A Shareholder Agreement is a written agreement that specifies the rules and procedures that shareholders must follow and the entitlements of shareholders in a corporation. While some aspects of corporate affairs are dictated by legislation, such as the Ontario Business Corporations Act, shareholders have the freedom to decide how other aspects of a corporation will be governed. A Shareholder Agreement can be designed to meet the specific needs of a corporation and its shareholders.

Establishing an Agreement Early

It is easiest to establish a Shareholder Agreement at the very beginning of a new corporate business, before shares are issued and money is invested. Even if the corporation is small or all of the shareholders are in agreement at the time, it is still a good idea to establish this as early as possible in order to minimize risks and protect each shareholder’s rights. As the business grows or as time passes, shareholders may run into disputes, encounter strained relationships or have trouble reaching a consensus. If an agreement has already been made, it can help to minimize and resolve disputes when they arise.

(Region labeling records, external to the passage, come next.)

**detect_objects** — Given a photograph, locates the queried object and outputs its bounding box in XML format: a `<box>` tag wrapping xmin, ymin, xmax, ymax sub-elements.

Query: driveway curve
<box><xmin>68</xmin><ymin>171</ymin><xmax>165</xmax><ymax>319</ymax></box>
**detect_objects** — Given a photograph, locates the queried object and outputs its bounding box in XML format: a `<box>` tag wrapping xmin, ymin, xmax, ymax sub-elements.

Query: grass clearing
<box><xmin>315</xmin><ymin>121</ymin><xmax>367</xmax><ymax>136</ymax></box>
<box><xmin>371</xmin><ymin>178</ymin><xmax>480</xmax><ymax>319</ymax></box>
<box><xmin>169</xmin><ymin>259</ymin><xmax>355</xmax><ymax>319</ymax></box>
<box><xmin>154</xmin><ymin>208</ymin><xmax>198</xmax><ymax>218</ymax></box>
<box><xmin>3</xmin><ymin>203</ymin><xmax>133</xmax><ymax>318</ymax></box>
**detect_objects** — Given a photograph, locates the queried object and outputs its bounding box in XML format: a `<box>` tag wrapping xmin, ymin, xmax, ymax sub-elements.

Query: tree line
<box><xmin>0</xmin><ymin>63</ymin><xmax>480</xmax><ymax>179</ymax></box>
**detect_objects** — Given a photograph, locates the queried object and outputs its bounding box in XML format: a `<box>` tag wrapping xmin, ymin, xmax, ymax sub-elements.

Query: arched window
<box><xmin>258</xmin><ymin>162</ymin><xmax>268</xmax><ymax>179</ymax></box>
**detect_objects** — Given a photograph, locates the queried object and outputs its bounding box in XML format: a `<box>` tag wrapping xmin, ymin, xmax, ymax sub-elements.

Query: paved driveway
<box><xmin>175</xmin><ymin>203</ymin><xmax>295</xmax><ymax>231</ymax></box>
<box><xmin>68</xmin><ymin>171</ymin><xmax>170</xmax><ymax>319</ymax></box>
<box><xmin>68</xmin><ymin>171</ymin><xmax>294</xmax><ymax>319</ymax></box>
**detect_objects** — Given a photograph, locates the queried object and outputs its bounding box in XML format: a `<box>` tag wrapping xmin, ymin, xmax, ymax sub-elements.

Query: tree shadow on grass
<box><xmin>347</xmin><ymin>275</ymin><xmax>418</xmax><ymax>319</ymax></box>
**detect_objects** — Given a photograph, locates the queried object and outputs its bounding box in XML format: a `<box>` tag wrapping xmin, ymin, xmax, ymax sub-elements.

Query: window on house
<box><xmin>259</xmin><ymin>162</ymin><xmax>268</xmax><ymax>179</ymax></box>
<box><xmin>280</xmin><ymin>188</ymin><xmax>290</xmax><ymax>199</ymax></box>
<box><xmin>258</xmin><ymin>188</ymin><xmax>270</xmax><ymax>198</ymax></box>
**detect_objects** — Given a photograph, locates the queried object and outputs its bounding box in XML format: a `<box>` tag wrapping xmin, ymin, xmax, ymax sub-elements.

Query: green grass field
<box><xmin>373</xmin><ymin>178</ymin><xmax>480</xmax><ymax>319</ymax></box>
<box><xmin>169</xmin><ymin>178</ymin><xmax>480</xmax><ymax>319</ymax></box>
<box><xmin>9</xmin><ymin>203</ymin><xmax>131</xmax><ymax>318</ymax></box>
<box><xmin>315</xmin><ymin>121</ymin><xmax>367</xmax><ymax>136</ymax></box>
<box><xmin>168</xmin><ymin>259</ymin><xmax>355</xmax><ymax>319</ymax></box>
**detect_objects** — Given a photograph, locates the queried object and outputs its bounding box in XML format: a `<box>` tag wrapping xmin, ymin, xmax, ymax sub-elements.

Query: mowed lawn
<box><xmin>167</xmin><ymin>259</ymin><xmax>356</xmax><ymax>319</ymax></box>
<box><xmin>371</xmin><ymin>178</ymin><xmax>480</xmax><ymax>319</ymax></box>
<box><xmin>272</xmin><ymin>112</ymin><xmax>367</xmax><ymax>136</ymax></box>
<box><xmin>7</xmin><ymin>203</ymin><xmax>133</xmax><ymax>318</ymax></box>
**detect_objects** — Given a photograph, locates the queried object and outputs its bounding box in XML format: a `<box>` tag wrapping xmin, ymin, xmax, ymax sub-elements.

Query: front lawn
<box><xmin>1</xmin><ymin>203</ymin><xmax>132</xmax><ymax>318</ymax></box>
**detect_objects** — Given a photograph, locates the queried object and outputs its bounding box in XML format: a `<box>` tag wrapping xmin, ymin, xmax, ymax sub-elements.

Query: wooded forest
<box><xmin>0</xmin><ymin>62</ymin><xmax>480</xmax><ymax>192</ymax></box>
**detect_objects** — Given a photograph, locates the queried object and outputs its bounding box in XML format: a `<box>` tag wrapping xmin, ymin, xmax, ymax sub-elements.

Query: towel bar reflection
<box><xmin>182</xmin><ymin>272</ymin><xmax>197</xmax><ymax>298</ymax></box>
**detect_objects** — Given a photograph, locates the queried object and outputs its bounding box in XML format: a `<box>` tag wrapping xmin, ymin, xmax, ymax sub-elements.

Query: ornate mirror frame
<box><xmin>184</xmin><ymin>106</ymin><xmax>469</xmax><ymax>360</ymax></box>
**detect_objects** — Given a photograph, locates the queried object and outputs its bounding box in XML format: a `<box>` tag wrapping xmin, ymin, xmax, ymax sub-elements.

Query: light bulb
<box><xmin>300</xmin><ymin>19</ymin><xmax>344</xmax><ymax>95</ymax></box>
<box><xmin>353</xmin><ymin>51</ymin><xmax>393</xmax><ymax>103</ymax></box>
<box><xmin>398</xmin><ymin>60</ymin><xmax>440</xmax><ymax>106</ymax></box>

Key Elements of an Agreement

There are a lot of elements that can be included in a Shareholder Agreement in order to create a unique agreement that meets the needs of the shareholders.

Here are some key elements to consider including in an Agreement:

  1. Defining Each Shareholder’s Role

The Agreement should clearly define each shareholder’s role, compensation and how the corporation will be managed. While all shareholders may want the best for the corporation, there may be a clash in management styles amongst the various shareholders.

  1. Protection for Minority Shareholders

With unequal voting power, the voices of minority shareholders can often be overlooked during major corporate decisions. Provisions can be included in the agreement to award specific powers to specific shareholders, clarify voting procedures or to establish fair valuation methods for selling shares.

  1. Restricting Share Transfers

Shareholders may have an interest in restricting to whom shares can be sold or transferred. Provisions such as the right of first refusal or options to purchase can ensure that when a shareholder is looking to sell their shares, they must first offer to sell them to the remaining shareholders before selling to an outside buyer. It is also important to include provisions for what will happen during certain life events such as the death or bankruptcy of one of the shareholders. The Agreement can require the shareholders to sell the shares back to the corporation, as opposed to transferring them to the heirs or creditors.

  1. Unanimous Shareholder Agreements

A Shareholder Agreement can restrict powers that are allotted to the directors of the corporation. Tasks such as entering into major contracts, appointing officers or issuing shares can instead be assumed by the shareholders together. If this occurs then a Unanimous Shareholder Agreement (“USA”) forms, requiring a unanimous vote on these specific responsibilities. Although shareholders are typically not held liable for corporate debts and decisions, if there is a USA in place the shareholders can be held liable for decisions relating to these tasks.

  1. Managing Disputes

Even with a Shareholder Agreement in place, disputes can develop for many reasons, such as a lack of communication, different visions for the corporation or if one shareholder is not pulling their weight. The Agreement can mandate that certain disputes go through mediation or arbitration before any legal proceedings are commenced. Mediation or arbitration can lead to quick, cost-effective and meaningful resolutions.

Something to Think About

A thorough and clearly written Shareholder Agreement can minimize the number of disputes amongst shareholders and can help to effectively deal with disputes when they do arise. A Shareholder Agreement should also contain some flexibility so that it can address unforeseen issues. It is a smart decision to invest the time and resources to establish a Shareholder Agreement at the inception of a new corporation.